I'm not pro child and I'm not a child myself, at least by age, but you make it sound like children should just fall in line and be mindless servants. Half the stuff you listed I think are improvements to my upbringing.
Respecting elders is bullshit after a point. Respect everyone, but elders don't deserve some specialty treatment. I have never stood when someone enters a room except for a bride at a wedding or to greet that person. There are very few people that deserve people to stand on arrival, and for everyone of them, it depends on the setting. Nobody always gets a standing arrival. Contradiction is healthy within reason. Asking question and countering statements isn't bad when it's honest.
All that said, there are definitely traits that I think are bad with today's youths, but they aren't worse than previous generations, just worse in different things. For example, I bet less kids today smoke cigarettes compared to 10 years ago.
Edit: I guess that's a "woosh" on me. I thought that it read a bit on the nose, but I wasn't familiar with the OG material. That's on me, but I agree with the intended sentiment.
Please stop saying "dopamine" when you mean "reward".
Brains don't work like that. Nerves don't work like that.
Dopamine is indeed a chemical that brain nerves use for signaling. However, it is not used exclusively for pleasure signals. It is used for, among other things, reward-motivated behavior — but that includes aversion, that is, avoiding things that you've learned to stay away from. That's literally the opposite of the pop-culture use of "dopamine".
The actual chemical dopamine is also used in basic motor functioning. Impairment of that dopamine pathway is involved in Parkinson's disease; and medications that increase dopamine, such as L-DOPA, are used to treat Parkinson's. These medications are not addictive drugs; thus further disproving the pop-culture impression of "dopamine = do it more!"

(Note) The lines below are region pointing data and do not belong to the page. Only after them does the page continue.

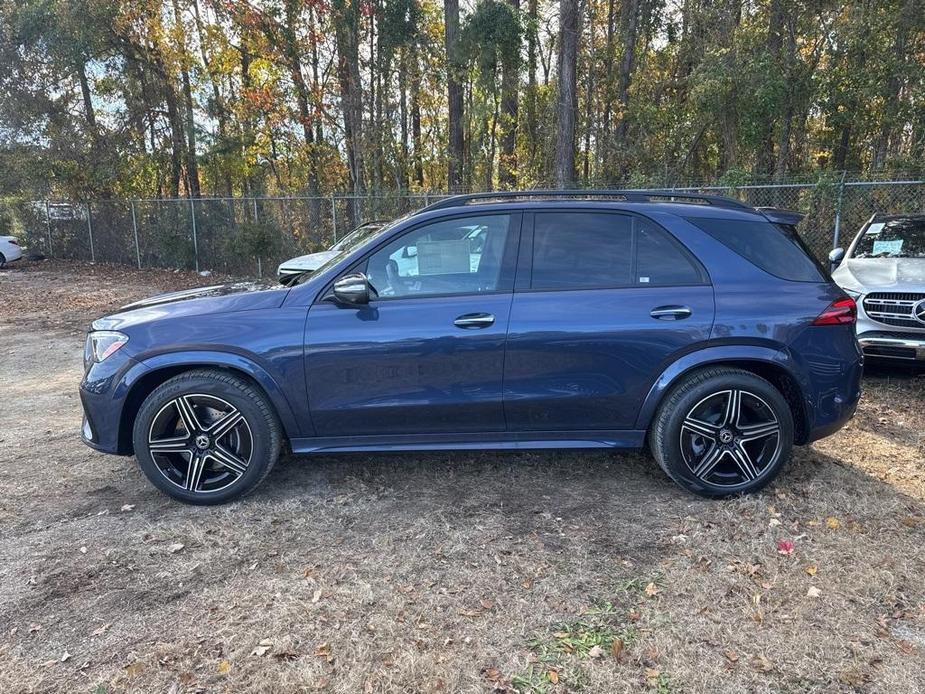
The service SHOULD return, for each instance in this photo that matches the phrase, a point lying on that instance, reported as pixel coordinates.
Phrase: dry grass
(458, 572)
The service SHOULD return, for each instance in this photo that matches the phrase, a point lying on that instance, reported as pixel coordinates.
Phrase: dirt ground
(463, 572)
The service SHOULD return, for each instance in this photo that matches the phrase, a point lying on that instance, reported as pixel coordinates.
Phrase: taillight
(843, 311)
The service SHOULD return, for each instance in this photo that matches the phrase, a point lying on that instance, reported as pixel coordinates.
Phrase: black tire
(712, 451)
(218, 475)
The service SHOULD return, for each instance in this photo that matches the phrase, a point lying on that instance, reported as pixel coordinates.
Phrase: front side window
(896, 238)
(455, 256)
(588, 250)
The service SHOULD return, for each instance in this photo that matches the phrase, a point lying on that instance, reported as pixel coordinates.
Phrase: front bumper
(892, 345)
(103, 392)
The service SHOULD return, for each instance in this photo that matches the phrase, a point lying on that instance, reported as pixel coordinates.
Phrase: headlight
(102, 344)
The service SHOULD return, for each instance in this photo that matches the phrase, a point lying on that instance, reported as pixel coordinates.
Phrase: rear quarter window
(775, 248)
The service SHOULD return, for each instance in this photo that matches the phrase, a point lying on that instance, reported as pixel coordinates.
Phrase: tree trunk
(604, 140)
(629, 20)
(765, 156)
(347, 38)
(456, 160)
(530, 100)
(510, 79)
(192, 163)
(416, 120)
(589, 96)
(218, 103)
(567, 93)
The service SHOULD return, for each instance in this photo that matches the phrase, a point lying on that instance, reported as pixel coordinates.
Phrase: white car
(884, 271)
(311, 262)
(9, 250)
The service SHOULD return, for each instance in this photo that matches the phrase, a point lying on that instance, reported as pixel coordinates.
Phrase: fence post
(90, 232)
(334, 217)
(841, 192)
(195, 235)
(135, 230)
(51, 252)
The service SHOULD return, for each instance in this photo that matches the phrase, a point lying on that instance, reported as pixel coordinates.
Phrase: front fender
(235, 362)
(778, 358)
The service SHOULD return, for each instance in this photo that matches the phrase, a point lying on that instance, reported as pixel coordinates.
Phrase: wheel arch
(164, 367)
(773, 365)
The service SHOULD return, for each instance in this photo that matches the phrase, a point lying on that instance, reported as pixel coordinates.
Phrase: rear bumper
(890, 345)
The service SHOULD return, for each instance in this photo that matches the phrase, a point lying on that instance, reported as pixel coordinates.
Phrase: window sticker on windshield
(891, 247)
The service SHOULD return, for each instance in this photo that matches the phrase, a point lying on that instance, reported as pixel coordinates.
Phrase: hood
(200, 301)
(312, 261)
(868, 274)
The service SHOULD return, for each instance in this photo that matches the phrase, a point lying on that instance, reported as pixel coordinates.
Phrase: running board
(496, 440)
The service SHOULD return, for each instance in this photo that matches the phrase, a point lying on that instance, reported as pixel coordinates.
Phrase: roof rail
(627, 195)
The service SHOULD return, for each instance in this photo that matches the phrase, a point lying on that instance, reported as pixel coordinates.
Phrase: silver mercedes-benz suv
(884, 271)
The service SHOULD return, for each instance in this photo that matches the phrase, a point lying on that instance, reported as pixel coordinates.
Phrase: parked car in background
(10, 250)
(312, 261)
(693, 324)
(884, 271)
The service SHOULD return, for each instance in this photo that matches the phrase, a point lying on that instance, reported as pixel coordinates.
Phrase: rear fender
(711, 356)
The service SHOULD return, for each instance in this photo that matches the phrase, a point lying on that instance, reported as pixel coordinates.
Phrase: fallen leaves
(262, 648)
(101, 630)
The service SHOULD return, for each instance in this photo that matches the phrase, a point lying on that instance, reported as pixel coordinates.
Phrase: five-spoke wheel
(205, 437)
(722, 430)
(200, 442)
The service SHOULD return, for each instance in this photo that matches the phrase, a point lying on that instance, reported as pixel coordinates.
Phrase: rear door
(603, 302)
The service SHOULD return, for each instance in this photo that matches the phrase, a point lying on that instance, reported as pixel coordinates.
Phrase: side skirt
(496, 440)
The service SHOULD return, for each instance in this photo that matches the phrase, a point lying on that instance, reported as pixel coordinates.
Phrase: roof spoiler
(779, 216)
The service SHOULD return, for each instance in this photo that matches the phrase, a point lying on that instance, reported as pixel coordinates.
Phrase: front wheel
(206, 437)
(722, 431)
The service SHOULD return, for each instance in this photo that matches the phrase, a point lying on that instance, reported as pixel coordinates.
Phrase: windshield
(357, 237)
(358, 234)
(896, 238)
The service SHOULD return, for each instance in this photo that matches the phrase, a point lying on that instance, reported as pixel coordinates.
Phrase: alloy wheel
(200, 443)
(730, 438)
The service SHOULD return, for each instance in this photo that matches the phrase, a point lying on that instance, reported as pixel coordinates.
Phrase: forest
(116, 99)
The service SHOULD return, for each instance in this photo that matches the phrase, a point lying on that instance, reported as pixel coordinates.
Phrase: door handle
(670, 312)
(474, 320)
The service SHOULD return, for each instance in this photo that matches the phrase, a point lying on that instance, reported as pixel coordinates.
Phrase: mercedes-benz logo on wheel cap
(919, 311)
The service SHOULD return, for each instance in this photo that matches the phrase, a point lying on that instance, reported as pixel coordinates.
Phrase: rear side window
(582, 250)
(660, 260)
(588, 250)
(775, 248)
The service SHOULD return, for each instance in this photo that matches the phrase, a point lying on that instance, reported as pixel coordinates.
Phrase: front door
(426, 355)
(606, 302)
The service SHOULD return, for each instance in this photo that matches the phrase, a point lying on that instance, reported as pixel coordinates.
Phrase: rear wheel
(206, 437)
(722, 431)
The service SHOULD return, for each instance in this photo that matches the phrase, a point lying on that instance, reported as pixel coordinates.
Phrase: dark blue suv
(696, 325)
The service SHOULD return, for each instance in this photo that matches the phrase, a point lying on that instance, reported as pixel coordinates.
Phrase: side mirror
(352, 289)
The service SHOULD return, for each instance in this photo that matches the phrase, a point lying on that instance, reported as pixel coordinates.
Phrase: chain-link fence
(251, 236)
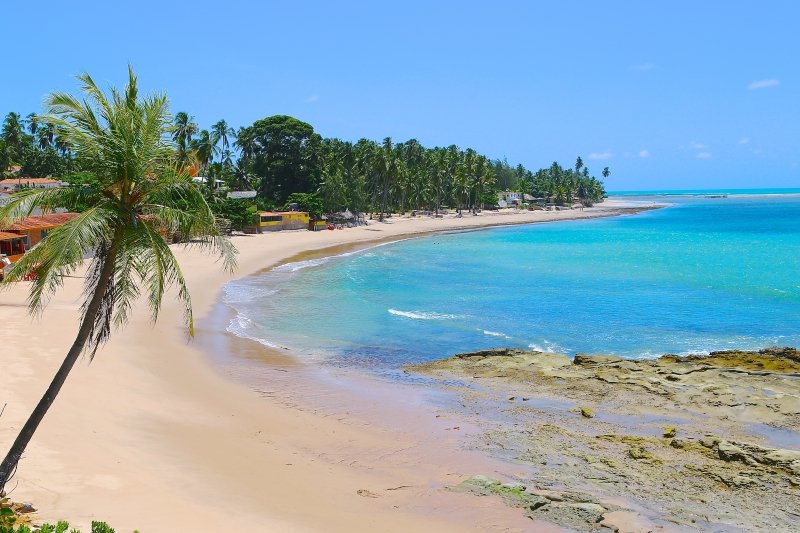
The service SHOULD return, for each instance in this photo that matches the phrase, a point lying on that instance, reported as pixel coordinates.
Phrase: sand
(152, 435)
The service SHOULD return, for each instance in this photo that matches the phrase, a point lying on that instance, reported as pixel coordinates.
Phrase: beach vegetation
(280, 156)
(139, 195)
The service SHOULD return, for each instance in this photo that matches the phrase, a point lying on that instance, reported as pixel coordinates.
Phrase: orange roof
(8, 236)
(25, 181)
(42, 222)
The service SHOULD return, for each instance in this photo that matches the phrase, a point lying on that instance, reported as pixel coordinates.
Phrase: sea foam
(423, 315)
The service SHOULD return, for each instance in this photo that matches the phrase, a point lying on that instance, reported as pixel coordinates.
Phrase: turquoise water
(701, 275)
(704, 192)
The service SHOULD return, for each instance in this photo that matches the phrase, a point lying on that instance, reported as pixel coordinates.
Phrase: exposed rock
(641, 453)
(593, 360)
(627, 522)
(775, 359)
(725, 407)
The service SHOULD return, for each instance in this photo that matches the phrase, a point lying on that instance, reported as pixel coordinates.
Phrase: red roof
(8, 236)
(42, 222)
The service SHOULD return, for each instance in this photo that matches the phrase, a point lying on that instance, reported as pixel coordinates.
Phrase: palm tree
(182, 132)
(13, 135)
(141, 194)
(204, 151)
(221, 132)
(33, 123)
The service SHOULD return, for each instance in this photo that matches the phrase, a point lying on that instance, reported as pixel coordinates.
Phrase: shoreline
(150, 425)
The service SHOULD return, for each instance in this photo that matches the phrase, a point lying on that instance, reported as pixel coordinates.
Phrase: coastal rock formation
(664, 438)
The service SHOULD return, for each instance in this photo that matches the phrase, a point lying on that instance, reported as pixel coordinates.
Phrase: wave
(546, 347)
(240, 291)
(241, 326)
(422, 315)
(495, 334)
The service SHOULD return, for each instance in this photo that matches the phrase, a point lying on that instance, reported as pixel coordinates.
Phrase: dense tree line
(285, 161)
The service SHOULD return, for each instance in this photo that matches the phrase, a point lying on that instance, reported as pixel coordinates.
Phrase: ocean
(702, 274)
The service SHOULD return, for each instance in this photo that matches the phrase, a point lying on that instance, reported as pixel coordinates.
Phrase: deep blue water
(702, 275)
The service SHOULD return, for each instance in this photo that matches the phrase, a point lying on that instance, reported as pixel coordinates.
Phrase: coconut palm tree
(33, 123)
(203, 148)
(578, 164)
(182, 132)
(141, 194)
(13, 134)
(221, 132)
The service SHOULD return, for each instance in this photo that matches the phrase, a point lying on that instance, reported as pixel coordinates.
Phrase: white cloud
(763, 84)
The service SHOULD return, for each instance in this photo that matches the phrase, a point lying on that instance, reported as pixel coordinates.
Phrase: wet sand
(152, 435)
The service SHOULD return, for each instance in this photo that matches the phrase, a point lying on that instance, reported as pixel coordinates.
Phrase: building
(280, 220)
(18, 238)
(202, 180)
(36, 228)
(15, 184)
(12, 247)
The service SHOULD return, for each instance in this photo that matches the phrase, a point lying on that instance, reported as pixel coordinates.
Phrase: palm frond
(59, 254)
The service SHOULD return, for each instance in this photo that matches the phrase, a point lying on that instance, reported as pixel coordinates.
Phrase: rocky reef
(673, 443)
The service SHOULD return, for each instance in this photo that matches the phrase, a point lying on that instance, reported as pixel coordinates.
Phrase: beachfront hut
(281, 220)
(35, 228)
(12, 246)
(15, 184)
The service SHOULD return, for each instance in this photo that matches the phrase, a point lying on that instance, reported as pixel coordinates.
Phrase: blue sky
(675, 95)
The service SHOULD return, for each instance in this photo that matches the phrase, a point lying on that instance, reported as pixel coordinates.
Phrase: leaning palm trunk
(140, 196)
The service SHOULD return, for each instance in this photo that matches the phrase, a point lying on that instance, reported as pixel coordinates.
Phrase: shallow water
(701, 275)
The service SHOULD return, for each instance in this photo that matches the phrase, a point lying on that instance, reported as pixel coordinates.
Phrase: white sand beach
(152, 436)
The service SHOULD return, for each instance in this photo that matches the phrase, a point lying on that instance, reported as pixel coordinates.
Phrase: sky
(669, 95)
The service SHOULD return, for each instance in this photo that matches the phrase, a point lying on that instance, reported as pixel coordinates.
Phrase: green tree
(120, 140)
(183, 131)
(282, 152)
(309, 202)
(222, 133)
(14, 136)
(204, 149)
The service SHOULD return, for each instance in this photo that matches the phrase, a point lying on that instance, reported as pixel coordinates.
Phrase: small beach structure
(12, 247)
(15, 184)
(281, 220)
(35, 228)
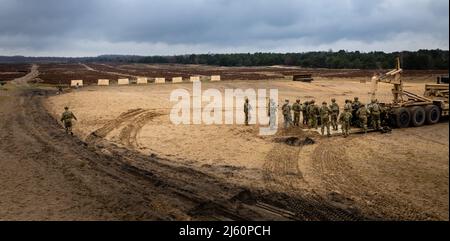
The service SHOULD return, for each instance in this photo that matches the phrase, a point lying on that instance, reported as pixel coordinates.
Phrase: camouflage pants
(334, 124)
(296, 118)
(313, 122)
(346, 128)
(376, 121)
(287, 120)
(305, 118)
(363, 123)
(325, 123)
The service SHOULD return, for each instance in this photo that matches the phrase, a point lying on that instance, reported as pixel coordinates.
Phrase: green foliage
(422, 59)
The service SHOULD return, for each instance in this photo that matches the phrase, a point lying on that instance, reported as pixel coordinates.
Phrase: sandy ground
(403, 175)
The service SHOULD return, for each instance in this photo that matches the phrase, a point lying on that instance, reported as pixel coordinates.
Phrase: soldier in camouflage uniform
(286, 108)
(297, 108)
(325, 118)
(334, 107)
(345, 119)
(305, 112)
(66, 119)
(355, 107)
(362, 114)
(313, 114)
(375, 112)
(348, 105)
(246, 110)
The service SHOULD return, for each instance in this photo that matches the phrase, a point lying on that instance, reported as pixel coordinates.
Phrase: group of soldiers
(329, 116)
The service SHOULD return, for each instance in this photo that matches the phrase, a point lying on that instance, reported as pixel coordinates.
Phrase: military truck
(409, 109)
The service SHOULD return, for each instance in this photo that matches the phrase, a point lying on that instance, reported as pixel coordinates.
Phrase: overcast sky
(166, 27)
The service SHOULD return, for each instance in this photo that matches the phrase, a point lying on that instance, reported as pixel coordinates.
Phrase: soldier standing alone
(66, 119)
(325, 118)
(305, 113)
(375, 112)
(297, 108)
(345, 120)
(362, 113)
(334, 107)
(246, 109)
(286, 108)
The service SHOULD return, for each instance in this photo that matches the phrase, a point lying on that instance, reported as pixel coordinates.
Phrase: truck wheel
(433, 114)
(418, 116)
(402, 117)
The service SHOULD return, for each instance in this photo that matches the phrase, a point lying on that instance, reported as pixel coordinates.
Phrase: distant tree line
(422, 59)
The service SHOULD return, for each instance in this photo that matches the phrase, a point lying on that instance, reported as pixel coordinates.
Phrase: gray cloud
(91, 27)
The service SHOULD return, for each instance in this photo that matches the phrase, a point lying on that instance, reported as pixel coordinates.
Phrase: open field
(129, 162)
(9, 72)
(53, 73)
(400, 176)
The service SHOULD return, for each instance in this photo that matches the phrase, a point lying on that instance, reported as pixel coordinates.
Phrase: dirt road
(48, 175)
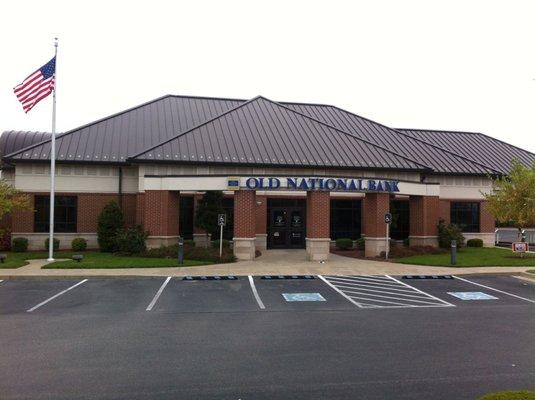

But seriously why innovate? Great inventors and innovators are often described as crazy or mad because the risk of failing when creating something new far outways the chance of success. Most people choose to stick with something that works that has a guarantee of some success rather than risk it all on something new.
It's a difficult ask, but if we consider schools the social equalizer and teacher of knowledge and work (approach, mindset, finding success), then learning why the devices or platforms influence us the way they do and how we can stick to tasks to complete them must be taught in schools.
It spills over. I'm bored as fuck all the time and I have lots of musical gear, a gaming pc with a steam library that has 1k games on it, a raspberry pi emulation station with thousands of classic games, a huge kickass TV with 3-4 streaming services at any given time..
I quit reddit like 5 months ago because I was tired of sitting there and bored-scrolling (among bucketloads of other reasons.) Now I bored scroll on YouTube.
It's like emulation, for example. Your mileage may vary but I know it's a common issue people have. When you suddenly have every nintendo game to play, it's not the same. It's too easy to not be satisfied and think one of the other thousand options can do it. For me it always devolves into jumping from game to game and never having the itch scratched. I think it's like this across all media.
I think we're just as bored. We may in fact be worse off for having increased our "interest threshold" such that we must seek more and more stimuli in order to stave off boredom.
I remember being bored out if my mine as kid. Pre internet days, and older brothers hogging the Nintendo. When I had nothing to do I'd just feel terrible, I'd mope around the house. I'd take things apart or act out just to get some kind of stimulation. I wouldn't wish that on anyone. Let the kids have some entertainment.
For some. For others I think it's a distraction/indication of poverty. Books, streaming subscription, some games, are way cheaper than a career or any hobby.